On warm sunny days, Bow enjoys lounging about in the outer pen.

Meanwhile, everything outside is growing, and the fruit is ripening. Yesterday, I decided to pick the fruit that looks like "service berries as big as cherries."

The piece of fruit that I picked was so red and ripe that it fell the ground when I touched it.

There were translucent crystals on the the red fruit, probably from sappy juice that had already seeped out.

In my hand, it looked like a cherry, but I was pretty sure it was not a cherry. I took it home and washed it, and put it on a little plate.

Then I cut it open.

Once I had sliced it open, it was quite obvious that this was no cherry. Nor was it a service berry. I slipped the fruit into my mouth. It was ripe for the eating. The flavor was a little sour, followed by a strong bitter after taste. Not the choicest fruit in the grocery store, but quite edible! It was a wild plum.

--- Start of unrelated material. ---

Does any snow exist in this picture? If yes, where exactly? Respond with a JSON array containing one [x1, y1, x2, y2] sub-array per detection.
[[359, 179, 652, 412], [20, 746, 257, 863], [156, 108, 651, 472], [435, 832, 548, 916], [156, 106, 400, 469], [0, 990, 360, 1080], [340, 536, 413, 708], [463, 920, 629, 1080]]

Here is the seed. A seed just like this, left here by an animal that digested the fruit, but not the seed, is what brought this tree and its fruit to my land. It's just that simple. Nature provides. Every creature meets its own needs, and somehow, while everybody is being "selfish and inconsiderate" of one another, they all thrive in this natural economy. It never ceases to amaze me!

"By the sweat of thy brow thou shalt eat bread", my foot! It's only if thou insistest on engaging in agriculture that it has to be that way.

Bow is not very ambitious. He enjoys the simple things in life. Yesterday, when I went to call him in for dinner, Bow was very mellow.

He was not in a big rush to come in, and when I approached, he took my hand and started grooming it. I can envision him living the happy, simple life with a small family on our small acreage. Once, long ago, I thought I could help him to learn to be self sufficient as a farmer. But now I think that the hunter gatherer life is more of what's right for him.  It might be right for many of us humans, too.

Today, it is raining again. Bow chews his cud indoors, contented, while the heavens water all the trees that we did not plant. Life is good.


  1. You are lucky to find any ripened fruit these days, Aya! With all the birds - especially robins around - ours are all gone. So grateful for the rain - our pond has finally filled up again. Glad you, Bow and Sword are doing well. We may need oars by this weekend.

    1. Hi, Kathy. So the birds have eaten all your wild plums? I think they ate my cherries.

      As for the possibility of flooding, I hope not, but it would be interesting if nature gave me an island to live on, because that is exactly what I need to keep Bow withing the confines of my property, but roaming free!

  2. Hi Aya, yes, they've eaten all my wild plums, my viburnum berries, my choke berries, and worst of all, all the cherries from Bob's orchard trees. He was going to protect them with netting, but forgot and the birds took advantage. Nothing for us!

    1. The birds seem to have eaten all my cherries and choke cherries, but they left service berries and wild plums for us. Peaches are not yet ripe, and pears still not ready. We shall see how many ripe ones there will be left.